Sánchez declara la guerra a la educación diferenciada por sexos: la prohibirá en la próxima legislatura

Pedro Sánchez, presidente del Gobierno @Getty
Pedro Sánchez, presidente en funciones.
Carlos Cuesta

La próxima legislatura será la de la declaración de guerra de Pedro Sánchez a una parte de la educación privada: la diferenciada o segregada por sexos. El PSOE se prepara ya para anular este tipo de colegios, mantenidos en determinadas escuelas normalmente católicas.

Con este fin, el PSOE prepara una nueva Ley de Educación en la que regulará distintos planteamientos que justificarán la prohibición de este tipo de educación separada para niños y niñas.

En esa reforma, los socialistas quieren incluir una determinada interpretación de la inclusión y, consecuentemente, la eliminación expresa de la segregación escolar por las condiciones de “origen de los estudiantes, por sus necesidades educativas especiales o por sexo”.

Para ello, Sánchez se pretende apoyar en las reuniones mantenidas durante el mes de agosto con los colectivos educativos. Pero, claro, es que durante esos encuentros, el presidente en funciones no ha tenido en cuenta a la educación concertada ni para lo más mínimo. Sánchez planteó esos contactos con el fin de contraprogramar a Podemos y convocó al sector educativo, sin la concertada. Ni los sindicatos (FSIE y USO), ni los padres (Concapa), ni los titulares de centros (EC y CECE) fueron invitados a la series de reuniones.

Obvia a la educación concertada

Fruto de esos encuentros con sólo una parte del sector educativo, el PSOE decidió preparar una reforma en la que se apoye única y exclusivamente a la enseñanza pública. Y, todo ello, pese a que la Ley Reguladora del Derecho a la Educación de 1985 y la Ley Orgániza de Educación (de 2006) -ambas del PSOE- destacan la necesaria complementariedad de la educación pública y la concertada en la prestación del servicio público de la educación.

Fuentes de la educación concertada no han tardado en percatarse de que uno de los mayores golpes de esa norma será contra los centros de educación diferenciada. Y ello, pese a que los Tratados Internacionales vigentes y el resto de normas establecen actualmente que la educación diferenciada no es discriminatoria.

El plan de los socialistas, de hecho, pasa por cargar contra este tipo de centros también en lo que se refiere a los alumnos con especial vulnerabilidad.

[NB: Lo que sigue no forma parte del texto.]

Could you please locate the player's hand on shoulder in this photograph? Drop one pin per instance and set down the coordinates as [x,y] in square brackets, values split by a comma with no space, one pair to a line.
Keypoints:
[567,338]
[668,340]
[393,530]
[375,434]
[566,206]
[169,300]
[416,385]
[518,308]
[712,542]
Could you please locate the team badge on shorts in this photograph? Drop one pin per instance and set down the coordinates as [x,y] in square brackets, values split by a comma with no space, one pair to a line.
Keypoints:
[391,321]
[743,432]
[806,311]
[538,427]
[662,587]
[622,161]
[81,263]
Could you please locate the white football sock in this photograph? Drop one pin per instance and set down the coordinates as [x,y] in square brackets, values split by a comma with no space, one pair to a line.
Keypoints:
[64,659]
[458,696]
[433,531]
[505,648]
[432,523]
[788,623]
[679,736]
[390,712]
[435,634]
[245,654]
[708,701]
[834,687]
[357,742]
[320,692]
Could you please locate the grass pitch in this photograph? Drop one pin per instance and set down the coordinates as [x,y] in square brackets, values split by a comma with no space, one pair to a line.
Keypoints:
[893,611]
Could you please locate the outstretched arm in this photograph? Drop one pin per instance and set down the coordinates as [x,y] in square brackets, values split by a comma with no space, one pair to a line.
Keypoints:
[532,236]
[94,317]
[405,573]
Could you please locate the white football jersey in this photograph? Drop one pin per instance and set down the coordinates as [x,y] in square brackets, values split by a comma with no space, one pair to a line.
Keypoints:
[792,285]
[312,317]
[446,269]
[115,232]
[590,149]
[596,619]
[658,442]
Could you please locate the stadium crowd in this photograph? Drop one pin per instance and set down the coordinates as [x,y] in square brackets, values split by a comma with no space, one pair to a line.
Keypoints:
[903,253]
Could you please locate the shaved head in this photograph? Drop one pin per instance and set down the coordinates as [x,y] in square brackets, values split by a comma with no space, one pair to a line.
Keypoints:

Y es que plantea reducir la concentración en ciertas escuelas del alumnado en circunstancias de vulnerabilidad. Traducido: mantiene que estos alumnos no pueden ser rechazados de determinados centros concertados por el hecho de ser centros de educación diferenciada por sexo y que, por lo tanto, deben acoger los alumnos vulnerables asignados independientemente de su sexo. Y eso, evidentemente, hace saltar su condición de educación diferenciada.

No se trata de la primera batalla de los socialistas contra este tipo de colegios. Ya en los primeros meses de legislatura de Pedro Sánchez surgió la polémica por este tipo de educación segregada o diferenciada. Y es que los socialistas siempre han mostrado su recelo por la educación concertada y su rechazo por la que mantiene aulas para niños y para niñas de forma diferenciada.

La propuesta del PSOE, por otra parte, choca con la decisión, de hace poco más de un año, del Pleno del Tribunal Constitucional (TC), que concluyó que los centros privados de educación diferenciada por sexos pueden acceder «al sistema de financiación pública en condiciones de igualdad con el resto de centros educativos», al considerar que este modelo educativo «no causa discriminación» y «es respetuoso con la Constitución».

Con estos argumentos, de hecho, el Pleno del TC desestimó el 10 de abril de 2018, por mayoría de ocho votos, el recurso de inconstitucionalidad interpuesto en 2014 por el Grupo Parlamentario Socialista contra algunos preceptos de la Ley Orgánica para la mejora de la calidad educativa (LOMCE) como los conciertos a la educación diferenciada.